We seem to be bounded by unspoken rules of decorum, some of which are actually about privacy and courtesy and others which are a reflection of our fear of connection and vulnerability. If I told you how much her comments meant to me, would I be betraying some kind of confidence unless I notified her that I was writing about them? If I did notify her, would she think I was placing undue emphasis on our conversation and think less of me? Would I look silly? Uncool in some way?
Maybe I can write about it in a blog and not have anybody really notice.
What are we afraid of?
Several times recently, I've been made aware of conversations that might have happened, but didn't. I'll hear, for instance, that someone I knew saw me in the subway but didn't say hello...or I'll think of picking up the phone and calling someone, but I hesitate and then don't.
A few days ago, there was a story in the Globe & Mail about Toronto subway passengers not pressing the yellow emergency strip when a car suddenly filled up with mysterious white vapour (which turned out to be something benign related to air conditioning) just days after the London subway bombings.
Nobody wanted to be the first to say something...so nobody said anything at all.
They didn't want to to look uncool.
Meanwhile, the car filled up with refrigerant.

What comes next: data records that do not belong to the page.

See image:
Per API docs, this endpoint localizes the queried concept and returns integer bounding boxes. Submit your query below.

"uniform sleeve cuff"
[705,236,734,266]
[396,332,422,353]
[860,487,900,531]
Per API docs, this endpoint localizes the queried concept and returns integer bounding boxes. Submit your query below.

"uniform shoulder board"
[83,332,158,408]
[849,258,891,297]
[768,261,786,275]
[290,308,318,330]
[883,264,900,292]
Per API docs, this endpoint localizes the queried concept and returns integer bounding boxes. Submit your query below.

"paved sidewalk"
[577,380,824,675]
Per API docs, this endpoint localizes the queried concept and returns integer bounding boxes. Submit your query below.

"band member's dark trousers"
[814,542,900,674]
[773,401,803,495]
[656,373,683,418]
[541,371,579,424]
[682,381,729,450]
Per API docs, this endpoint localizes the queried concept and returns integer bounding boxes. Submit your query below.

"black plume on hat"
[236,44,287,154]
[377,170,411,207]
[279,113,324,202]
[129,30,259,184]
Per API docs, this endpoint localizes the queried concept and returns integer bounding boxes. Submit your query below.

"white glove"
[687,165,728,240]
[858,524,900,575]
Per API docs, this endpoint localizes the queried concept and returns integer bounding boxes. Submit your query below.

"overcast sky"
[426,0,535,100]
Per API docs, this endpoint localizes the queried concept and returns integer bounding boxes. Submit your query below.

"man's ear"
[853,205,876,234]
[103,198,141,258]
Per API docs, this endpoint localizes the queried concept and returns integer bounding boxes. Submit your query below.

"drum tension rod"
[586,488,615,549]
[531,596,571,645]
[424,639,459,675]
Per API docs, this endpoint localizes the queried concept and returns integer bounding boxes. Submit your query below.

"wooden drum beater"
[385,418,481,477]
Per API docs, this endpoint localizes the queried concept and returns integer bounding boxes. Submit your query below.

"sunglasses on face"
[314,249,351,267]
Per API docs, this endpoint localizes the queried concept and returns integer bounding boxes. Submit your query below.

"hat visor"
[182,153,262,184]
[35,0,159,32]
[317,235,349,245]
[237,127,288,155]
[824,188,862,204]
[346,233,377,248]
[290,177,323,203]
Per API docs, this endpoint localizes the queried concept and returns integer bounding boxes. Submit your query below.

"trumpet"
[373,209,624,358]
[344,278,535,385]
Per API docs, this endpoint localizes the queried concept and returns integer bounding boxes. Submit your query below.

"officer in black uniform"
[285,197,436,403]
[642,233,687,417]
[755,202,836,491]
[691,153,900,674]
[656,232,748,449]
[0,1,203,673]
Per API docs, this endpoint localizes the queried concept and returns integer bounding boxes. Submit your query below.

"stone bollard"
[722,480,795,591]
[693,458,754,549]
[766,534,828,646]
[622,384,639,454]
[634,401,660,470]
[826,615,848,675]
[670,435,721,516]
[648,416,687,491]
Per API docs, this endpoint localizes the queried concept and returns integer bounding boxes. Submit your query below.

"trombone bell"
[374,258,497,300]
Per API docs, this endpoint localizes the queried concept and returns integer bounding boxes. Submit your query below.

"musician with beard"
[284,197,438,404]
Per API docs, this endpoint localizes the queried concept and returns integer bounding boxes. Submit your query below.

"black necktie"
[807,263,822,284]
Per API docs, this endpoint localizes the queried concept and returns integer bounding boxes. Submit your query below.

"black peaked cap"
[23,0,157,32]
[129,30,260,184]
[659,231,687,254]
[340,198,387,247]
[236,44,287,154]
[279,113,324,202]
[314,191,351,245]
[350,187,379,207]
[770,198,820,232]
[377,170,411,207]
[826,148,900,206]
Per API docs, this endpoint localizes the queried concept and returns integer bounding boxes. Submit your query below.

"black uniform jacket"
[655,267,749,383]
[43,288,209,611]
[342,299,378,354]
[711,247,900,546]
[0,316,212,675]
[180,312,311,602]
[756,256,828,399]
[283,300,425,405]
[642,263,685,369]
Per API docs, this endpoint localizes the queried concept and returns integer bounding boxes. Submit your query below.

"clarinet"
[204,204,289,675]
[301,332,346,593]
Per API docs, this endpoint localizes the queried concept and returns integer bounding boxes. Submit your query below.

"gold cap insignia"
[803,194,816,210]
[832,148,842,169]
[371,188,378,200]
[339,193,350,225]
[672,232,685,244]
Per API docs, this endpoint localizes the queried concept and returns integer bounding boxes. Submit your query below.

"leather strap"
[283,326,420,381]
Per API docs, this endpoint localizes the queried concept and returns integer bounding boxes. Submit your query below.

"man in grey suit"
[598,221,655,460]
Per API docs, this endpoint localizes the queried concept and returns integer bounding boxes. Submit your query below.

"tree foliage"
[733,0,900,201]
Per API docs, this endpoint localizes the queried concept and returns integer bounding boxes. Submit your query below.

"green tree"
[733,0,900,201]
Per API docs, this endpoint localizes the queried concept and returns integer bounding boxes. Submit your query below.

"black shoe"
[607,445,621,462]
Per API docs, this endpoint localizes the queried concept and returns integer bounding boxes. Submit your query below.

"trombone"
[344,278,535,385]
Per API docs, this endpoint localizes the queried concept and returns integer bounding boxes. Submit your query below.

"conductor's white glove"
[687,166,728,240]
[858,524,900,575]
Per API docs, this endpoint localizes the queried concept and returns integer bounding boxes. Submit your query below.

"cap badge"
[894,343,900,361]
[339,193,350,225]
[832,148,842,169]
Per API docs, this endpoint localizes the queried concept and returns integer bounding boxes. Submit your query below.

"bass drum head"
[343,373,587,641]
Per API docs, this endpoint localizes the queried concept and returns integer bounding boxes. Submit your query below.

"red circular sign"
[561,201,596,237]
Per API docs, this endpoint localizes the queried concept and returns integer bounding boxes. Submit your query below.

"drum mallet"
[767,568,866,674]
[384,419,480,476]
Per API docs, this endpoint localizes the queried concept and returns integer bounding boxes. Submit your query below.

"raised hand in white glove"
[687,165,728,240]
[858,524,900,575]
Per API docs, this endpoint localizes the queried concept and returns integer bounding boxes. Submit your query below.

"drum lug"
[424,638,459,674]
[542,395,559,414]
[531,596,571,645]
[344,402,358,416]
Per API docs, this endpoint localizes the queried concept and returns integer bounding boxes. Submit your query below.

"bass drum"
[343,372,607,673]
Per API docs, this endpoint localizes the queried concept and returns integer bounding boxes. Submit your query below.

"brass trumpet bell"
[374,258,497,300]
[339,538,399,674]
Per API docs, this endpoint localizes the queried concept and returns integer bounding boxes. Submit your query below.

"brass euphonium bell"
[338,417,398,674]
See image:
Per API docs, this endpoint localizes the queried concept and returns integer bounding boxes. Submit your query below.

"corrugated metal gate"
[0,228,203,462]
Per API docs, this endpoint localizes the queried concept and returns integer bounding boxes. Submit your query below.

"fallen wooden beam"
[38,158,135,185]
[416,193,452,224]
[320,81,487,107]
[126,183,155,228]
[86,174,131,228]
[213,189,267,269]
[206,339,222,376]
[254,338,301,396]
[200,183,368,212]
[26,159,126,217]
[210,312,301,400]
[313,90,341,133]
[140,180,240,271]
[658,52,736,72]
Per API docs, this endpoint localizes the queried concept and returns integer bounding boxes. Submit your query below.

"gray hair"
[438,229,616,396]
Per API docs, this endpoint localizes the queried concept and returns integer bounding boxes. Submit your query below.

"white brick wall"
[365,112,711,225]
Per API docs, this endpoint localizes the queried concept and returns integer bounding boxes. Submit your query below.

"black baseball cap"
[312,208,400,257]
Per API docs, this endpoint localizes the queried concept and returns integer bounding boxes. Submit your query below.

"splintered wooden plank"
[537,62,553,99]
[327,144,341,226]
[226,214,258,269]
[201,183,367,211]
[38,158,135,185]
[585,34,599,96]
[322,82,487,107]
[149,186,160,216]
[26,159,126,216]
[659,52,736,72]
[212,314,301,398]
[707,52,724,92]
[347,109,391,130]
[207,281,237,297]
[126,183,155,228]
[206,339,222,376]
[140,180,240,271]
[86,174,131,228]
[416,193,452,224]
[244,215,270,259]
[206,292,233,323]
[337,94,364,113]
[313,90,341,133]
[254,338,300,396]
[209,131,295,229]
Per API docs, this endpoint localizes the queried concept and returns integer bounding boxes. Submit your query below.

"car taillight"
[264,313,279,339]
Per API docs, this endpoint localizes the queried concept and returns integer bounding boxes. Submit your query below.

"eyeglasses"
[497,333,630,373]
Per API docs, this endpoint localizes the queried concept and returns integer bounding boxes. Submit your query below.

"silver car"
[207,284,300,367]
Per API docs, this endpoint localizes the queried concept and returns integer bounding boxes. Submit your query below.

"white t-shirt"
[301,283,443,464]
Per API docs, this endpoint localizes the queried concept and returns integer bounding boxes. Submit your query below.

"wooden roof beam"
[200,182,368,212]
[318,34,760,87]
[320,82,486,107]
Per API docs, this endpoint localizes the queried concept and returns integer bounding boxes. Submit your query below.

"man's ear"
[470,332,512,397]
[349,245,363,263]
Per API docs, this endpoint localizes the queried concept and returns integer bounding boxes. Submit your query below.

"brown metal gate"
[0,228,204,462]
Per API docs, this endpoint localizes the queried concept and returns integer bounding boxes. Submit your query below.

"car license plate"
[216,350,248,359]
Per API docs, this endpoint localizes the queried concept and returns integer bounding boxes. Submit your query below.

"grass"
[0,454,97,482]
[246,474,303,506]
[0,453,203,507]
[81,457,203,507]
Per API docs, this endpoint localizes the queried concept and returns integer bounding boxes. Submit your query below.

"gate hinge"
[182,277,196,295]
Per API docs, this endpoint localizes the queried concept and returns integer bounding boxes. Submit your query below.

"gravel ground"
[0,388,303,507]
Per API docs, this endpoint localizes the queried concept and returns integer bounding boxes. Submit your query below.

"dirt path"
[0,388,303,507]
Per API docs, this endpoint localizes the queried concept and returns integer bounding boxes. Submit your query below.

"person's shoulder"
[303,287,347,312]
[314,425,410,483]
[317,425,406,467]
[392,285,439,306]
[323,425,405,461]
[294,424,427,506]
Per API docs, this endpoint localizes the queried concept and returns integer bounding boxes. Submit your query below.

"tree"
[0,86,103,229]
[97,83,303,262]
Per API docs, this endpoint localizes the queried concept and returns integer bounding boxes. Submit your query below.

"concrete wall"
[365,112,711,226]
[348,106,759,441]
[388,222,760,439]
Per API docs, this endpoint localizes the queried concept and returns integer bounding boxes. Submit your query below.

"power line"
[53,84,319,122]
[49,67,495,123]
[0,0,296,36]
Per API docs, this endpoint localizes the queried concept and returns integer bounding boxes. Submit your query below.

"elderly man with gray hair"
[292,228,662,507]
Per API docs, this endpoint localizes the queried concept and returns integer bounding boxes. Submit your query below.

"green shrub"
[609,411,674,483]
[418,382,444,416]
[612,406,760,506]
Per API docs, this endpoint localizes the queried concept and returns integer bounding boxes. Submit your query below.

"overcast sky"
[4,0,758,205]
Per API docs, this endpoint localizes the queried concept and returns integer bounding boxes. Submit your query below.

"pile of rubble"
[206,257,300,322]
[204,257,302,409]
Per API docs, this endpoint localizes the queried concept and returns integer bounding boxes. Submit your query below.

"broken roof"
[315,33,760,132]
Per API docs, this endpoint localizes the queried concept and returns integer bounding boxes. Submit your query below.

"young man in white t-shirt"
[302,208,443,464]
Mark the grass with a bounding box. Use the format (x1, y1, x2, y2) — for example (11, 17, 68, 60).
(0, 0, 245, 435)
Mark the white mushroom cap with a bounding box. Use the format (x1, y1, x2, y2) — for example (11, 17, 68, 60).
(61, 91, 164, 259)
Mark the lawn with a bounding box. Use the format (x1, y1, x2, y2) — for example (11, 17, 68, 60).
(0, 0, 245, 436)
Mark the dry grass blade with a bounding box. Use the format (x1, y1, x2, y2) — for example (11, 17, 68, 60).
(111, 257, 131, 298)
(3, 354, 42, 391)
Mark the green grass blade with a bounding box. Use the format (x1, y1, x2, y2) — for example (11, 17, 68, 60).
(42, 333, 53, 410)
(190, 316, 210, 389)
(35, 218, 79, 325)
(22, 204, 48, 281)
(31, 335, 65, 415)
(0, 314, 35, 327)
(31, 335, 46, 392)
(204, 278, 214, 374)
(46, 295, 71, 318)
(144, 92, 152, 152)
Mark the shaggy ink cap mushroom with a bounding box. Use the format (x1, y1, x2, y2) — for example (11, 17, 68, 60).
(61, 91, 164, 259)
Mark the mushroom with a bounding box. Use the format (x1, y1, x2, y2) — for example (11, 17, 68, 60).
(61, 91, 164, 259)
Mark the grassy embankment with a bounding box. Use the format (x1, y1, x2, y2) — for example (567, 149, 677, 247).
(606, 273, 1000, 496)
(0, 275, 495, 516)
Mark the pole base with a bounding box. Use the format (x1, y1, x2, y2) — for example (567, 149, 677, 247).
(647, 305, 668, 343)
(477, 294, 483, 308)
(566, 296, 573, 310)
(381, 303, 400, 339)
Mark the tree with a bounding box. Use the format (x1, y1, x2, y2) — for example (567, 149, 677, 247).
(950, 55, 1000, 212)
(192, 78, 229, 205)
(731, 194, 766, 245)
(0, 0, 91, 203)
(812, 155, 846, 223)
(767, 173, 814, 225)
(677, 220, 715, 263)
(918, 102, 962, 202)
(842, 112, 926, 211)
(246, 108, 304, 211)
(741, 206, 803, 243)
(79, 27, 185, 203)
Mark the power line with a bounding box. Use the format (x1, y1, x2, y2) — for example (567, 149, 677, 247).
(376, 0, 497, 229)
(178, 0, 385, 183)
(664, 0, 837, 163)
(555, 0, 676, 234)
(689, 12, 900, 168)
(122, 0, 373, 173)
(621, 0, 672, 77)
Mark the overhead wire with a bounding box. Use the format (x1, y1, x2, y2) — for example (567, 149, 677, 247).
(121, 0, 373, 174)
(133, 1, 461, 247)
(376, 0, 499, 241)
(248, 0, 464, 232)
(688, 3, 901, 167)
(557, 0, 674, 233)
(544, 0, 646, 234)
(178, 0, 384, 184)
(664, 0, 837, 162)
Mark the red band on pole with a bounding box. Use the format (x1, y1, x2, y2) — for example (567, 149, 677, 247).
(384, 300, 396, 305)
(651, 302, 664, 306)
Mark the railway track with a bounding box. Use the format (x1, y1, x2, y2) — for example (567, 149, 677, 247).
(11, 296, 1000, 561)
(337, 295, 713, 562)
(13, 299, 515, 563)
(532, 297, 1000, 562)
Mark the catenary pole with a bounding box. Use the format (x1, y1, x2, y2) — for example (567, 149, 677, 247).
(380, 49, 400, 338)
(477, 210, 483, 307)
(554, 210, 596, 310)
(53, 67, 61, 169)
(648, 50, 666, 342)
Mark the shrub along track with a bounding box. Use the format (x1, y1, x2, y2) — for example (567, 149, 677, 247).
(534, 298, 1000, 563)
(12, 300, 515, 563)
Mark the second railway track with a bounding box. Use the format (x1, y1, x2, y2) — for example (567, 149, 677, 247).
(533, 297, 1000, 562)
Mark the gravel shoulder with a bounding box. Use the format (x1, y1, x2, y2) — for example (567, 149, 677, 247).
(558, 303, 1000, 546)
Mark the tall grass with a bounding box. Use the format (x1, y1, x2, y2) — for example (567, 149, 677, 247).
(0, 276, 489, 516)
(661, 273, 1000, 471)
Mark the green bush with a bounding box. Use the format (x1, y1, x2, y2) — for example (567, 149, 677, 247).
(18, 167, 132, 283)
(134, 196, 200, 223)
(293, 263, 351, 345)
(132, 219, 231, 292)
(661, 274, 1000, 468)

The newspaper columnist wrote about it afterward, from the remove of his desk, admitting that he didn't do anything either until later when he left the train and spoke to the TTC operator who said, "Um, you should have pressed the yellow strip."
Personal boundaries are necessary and useful of course. And it's physically impossible--not to mention inconvenient and probably boring--to give voice to everything that enters your mind (which is exactly what many other bloggers seem to be doing) or to try to connect meaningfully with everyone you've ever met.
But once in awhile, you have to press the proverbial yellow strip, to say: "Hey! I see you!" or "You touched me!" or "I'm afraid!" or "That's beautiful!" or "What do we do now?"
Perhaps the trend toward blogging and podcasting and rampant self-expression in all forms is a response to our increasing inability to connect personally and meaningfully with just a few people, on a few important subjects, for the relatively few moments we physically inhabit the planet.